PayPal recently notified a subset of its customers that it had identified a bug in its PayPal Working Capital (PPWC) loan application, a business financing product that gives eligible businesses a cash advance based on their PayPal sales history.
Discovered on December 12, 2025, the bug leaked sensitive data for more than five months, from July 1, 2025, to December 13, 2025, including usernames, email addresses, phone numbers, business addresses, Social Security numbers (SSN), and dates of birth.
Commenting on this, Simon Pamplin, CTO of Certes, said: “This incident highlights a recurring issue in cybersecurity: breaches are not always the result of sophisticated external attacks, but of small internal failures that expose highly sensitive data for extended periods of time.
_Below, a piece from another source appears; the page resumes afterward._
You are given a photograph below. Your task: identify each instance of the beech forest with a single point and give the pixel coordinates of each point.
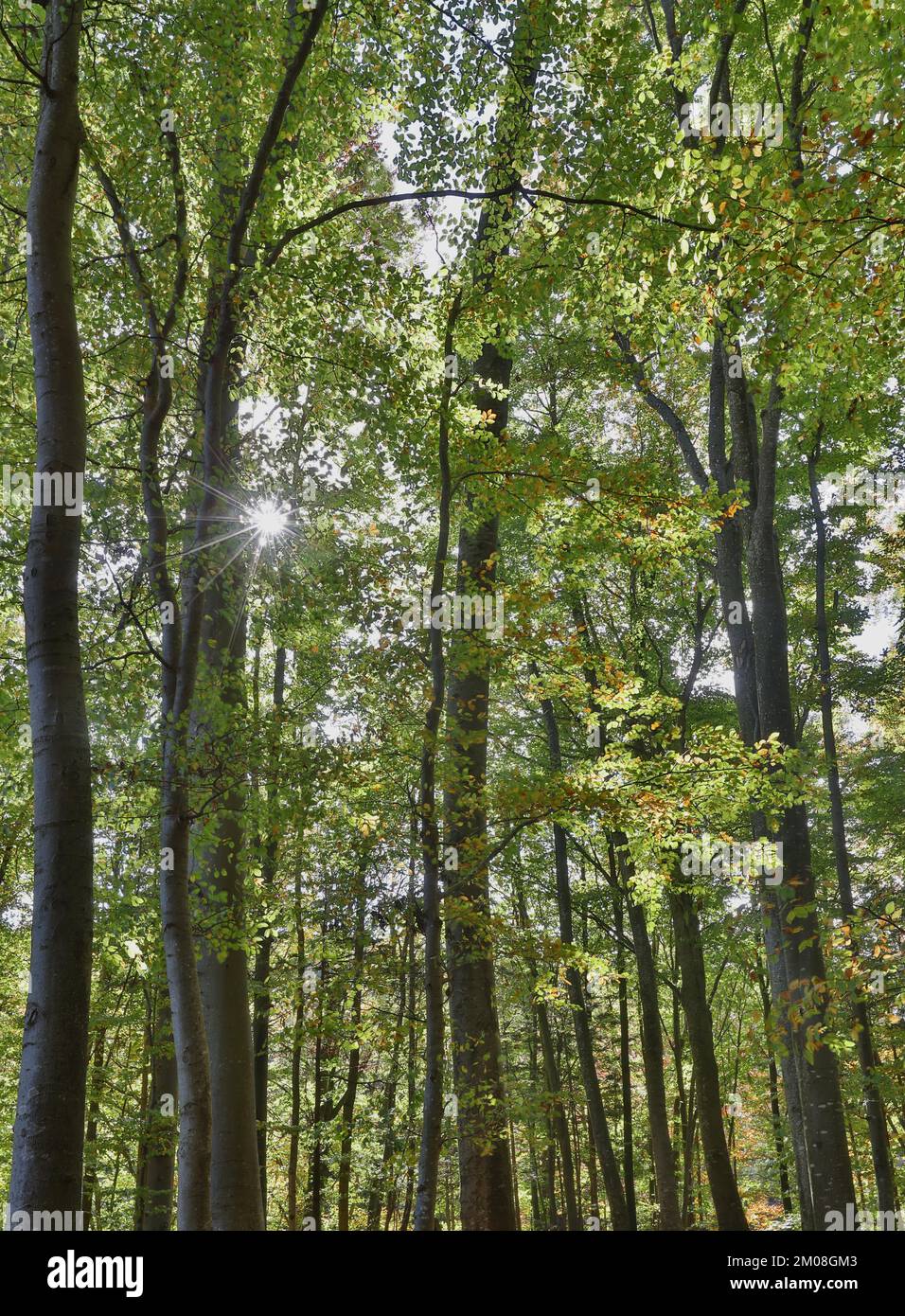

What is particularly concerning here is the duration. Five months is a significant window in which personal and financial identifiers including Social Security numbers and dates of birth may have been accessible. Once that data is copied, the risk does not disappear when the bug is fixed or passwords are reset. It persists.
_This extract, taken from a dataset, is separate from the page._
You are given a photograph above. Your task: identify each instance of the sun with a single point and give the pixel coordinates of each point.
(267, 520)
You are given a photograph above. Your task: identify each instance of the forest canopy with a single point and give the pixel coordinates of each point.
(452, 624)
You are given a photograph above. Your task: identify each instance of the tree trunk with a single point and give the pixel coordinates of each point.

The immediate concern is fraud and phishing, which we are already seeing in the form of unauthorised transactions. But the longer-term risk is often overlooked. Criminal groups increasingly operate on a harvest now, decrypt later model, quietly collecting encrypted or protected data today with the expectation that advances in computing power, including quantum capability, will allow them to unlock it in the future.
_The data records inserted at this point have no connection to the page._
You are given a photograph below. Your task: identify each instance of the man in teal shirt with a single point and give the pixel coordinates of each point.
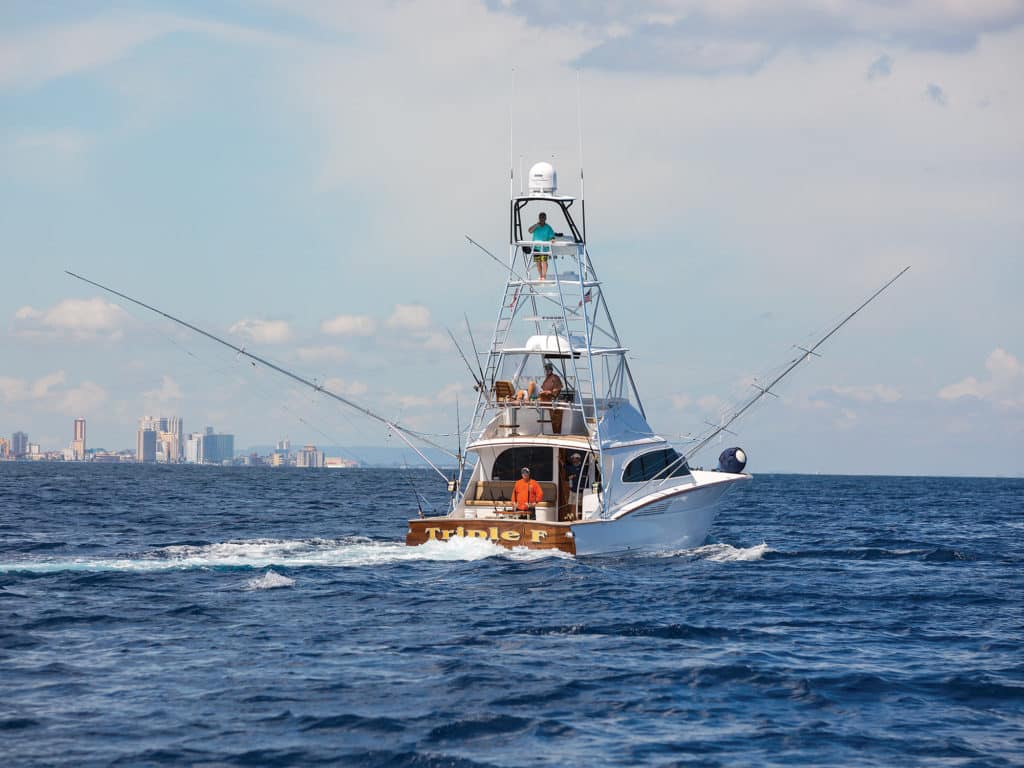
(542, 232)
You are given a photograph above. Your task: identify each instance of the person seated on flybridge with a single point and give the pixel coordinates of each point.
(547, 392)
(526, 494)
(542, 232)
(529, 393)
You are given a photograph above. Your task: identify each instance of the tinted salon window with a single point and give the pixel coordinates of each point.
(509, 463)
(653, 465)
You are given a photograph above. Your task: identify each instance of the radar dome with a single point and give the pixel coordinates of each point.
(543, 179)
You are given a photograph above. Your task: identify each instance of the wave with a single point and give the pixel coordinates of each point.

Financial and identity data is long life by nature. Social Security numbers and dates of birth do not expire. If that information is stored or transmitted in ways that could become readable later, organisations are effectively placing a countdown timer on their own data.
Too many responses to breaches still focus on containment, reimbursement and credit monitoring. Those steps are important, but they do not address the strategic question: if attackers were inside for months, what data was readable, usable and exfiltrated during that time?
As quantum computing moves closer from theoretical to practical reality, the emphasis must shift from preventing every breach to ensuring that, even if data is harvested, it is rendered permanently unusable. The organisations that adapt to that reality now will be far better positioned than those still relying solely on perimeter controls and post incident remediation”.